By contrast, Jamaica has taken more ownership of the current program. It created an Economic Program Oversight Committee, or EPOC, made up of representatives from diverse groups, such as the private sector, civil society and government workers. EPOC is designed to devise a plan for joint burden-sharing, monitor the program for compliance, and maintain transparency. Now, each interest group in Jamaica can see the sacrifices made by others—and how its contribution to the program aids in its overall success.

Cooperation has enabled Jamaica to get through the hard initial years of IMF reform, where austerity only produces improvements in macroeconomic indicators, but not gains in employment or standards of living. Now that there is macroeconomic stability, though, economic growth is returning. After expanding at 0.2 percent in 2013 and 0.5 percent in 2014, the economy grew at 1.1 percent last year; the IMF is forecasting further growth of 2.2 percent in 2016 and 2.5 percent in 2017. A cycle of growth brings the promise of a transition out of stagnation, and would also provide more resources for servicing debt and attracting increased levels of foreign direct investment.

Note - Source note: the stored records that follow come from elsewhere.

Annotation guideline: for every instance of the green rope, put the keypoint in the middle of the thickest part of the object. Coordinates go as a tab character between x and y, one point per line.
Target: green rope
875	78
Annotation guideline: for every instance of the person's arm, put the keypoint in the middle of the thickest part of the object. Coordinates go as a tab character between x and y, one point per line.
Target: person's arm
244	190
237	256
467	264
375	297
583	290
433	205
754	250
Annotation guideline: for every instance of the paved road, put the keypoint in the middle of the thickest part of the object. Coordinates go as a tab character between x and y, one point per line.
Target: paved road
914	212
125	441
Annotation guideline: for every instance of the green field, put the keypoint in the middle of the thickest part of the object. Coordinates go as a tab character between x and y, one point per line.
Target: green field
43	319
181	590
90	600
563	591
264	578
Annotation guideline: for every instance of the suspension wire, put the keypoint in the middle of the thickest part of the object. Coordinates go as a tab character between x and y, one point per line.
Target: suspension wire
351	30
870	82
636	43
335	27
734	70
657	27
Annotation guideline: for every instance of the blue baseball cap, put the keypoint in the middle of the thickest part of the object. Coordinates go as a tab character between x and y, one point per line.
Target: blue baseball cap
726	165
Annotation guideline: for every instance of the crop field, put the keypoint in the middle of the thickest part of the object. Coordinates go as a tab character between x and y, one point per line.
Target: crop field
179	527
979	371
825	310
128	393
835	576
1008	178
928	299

The key here was the Jamaican government’s buy-back of large chunks of its outstanding debt. That move signaled to foreign and domestic companies that the government was serious about creating a stable environment for investment. Admittedly, this is a high-risk strategy, and it may not be appropriate for all highly indebted middle-income countries, especially those where entrepreneurship or an active diaspora are in short supply.

There are still economic risks. The government must stimulate private investment because, in buying back debt, it is diverting much of its budget from potentially productive investments. If the surge in private investment does not materialize, there will not be a sufficient uptick in growth to escape another downturn. The other risk is political. The PNP government that agreed to and implemented the IMF’s austerity program was voted out of office early this year, just when its successes were beginning to take hold.

But what of the initiative proposed recently by highly indebted middle-income countries to give them access to outside development assistance, thus avoiding all the pain associated with IMF-led stabilization programs? Jamaican Prime Minister Andrew Holness urged U.N. members to back the proposal during the General Assembly last month, which could allow Jamaica and other countries to receive economic lifelines through favorable investment, trade, technology transfer and energy deals. But is this a more efficient way to jump-start growth and development? Probably not, especially if the assistance does not induce the reforms and internal cooperation that Jamaica, with its back to the wall and out of options, had to implement.

Robert Looney is a distinguished professor at the Naval Postgraduate School in Monterey, California. He specializes in issues relating to energy security and economic development in the Middle East, Africa, South Asia and Latin America.